Brian Field, senior director, global retail consulting practice at Sensormatic Solutions
Labor will be the biggest issue of 2022
New coronavirus variants indicate that the pandemic is far from over. A full brick-and-mortar return will require a complete rethinking of retail staffing models. On the one hand, holiday hiring proved difficult this year and new state policies on minimum wage put even more tension on labor costs. On the other hand, the shopper’s embrace of new store pickup options and stress throughout the supply chain requires more labor to achieve even minimal service levels. Some of the balancing act can be managed through investment in automation, but the current lack of staffing needs to be addressed.
Retailers who recognize the growing retail labor crisis are revising their operating models to account for the newer roles within a store that support digital and are creating strategies for balancing rising staffing costs with expected service models necessary to achieve revenue targets. They are also investing again in retail training to develop the next generation of store managers and corporate executives by rethinking their full-time/part-time mixes and offering education as a hiring benefit.
“Regardless of the supply chain strategy, the retailer’s key to merchandise profitability in 2022 will be highly accurate inventory systems across the entire process.”
Brian Field, senior director, global retail consulting practice at Sensormatic Solutions
Will 2022 brick-and-mortar look like 2019?
While the signs indicate that shoppers are returning to stores, it will be up to retailers and shopping center operators to embrace their demands for new and consistent shopping experiences.
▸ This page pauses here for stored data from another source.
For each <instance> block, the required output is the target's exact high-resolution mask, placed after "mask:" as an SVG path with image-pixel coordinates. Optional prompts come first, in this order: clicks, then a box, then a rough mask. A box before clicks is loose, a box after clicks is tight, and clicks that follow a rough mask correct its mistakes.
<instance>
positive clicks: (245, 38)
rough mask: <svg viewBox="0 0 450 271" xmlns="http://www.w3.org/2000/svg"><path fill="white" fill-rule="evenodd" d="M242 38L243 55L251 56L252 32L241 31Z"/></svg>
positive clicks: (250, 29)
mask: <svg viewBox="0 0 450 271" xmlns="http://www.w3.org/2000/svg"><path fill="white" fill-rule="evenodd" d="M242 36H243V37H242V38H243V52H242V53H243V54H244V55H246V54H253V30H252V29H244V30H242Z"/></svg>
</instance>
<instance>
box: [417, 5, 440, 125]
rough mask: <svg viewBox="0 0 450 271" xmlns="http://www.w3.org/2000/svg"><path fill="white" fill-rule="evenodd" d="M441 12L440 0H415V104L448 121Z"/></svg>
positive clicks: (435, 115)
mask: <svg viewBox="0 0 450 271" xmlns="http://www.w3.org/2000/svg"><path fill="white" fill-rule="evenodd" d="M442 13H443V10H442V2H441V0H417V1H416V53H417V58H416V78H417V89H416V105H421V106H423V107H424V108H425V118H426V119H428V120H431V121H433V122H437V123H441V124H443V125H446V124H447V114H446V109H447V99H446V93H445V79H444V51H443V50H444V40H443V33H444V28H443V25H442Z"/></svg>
Without a strong inventory foundation, new store pickup options could create more headaches for store teams and without a reassessment of store and distribution center labor roles, executing store pickup options will have inconsistent results at best. In either scenario, consumers will be turned off as their loyalty shifts elsewhere.
About Brian Field
Brian Field oversees the Global Retail Consulting Practice as senior director at Sensormatic Solutions. He provides retailers with insights that drive revenue while controlling the bottom line. Prior to joining Sensormatic Solutions, Brian spent the better part of four decades working directly in retail. His experience includes strategic planning and analysis, direction of store finance and store operations, store systems integration and project management, store sales and management, training design and merchandising. Brian’s retail sector experience includes Specialty Apparel, Consumer Electronics and Housewares for companies as diverse as Chico’s FAS, Circuit City, and Macy’s.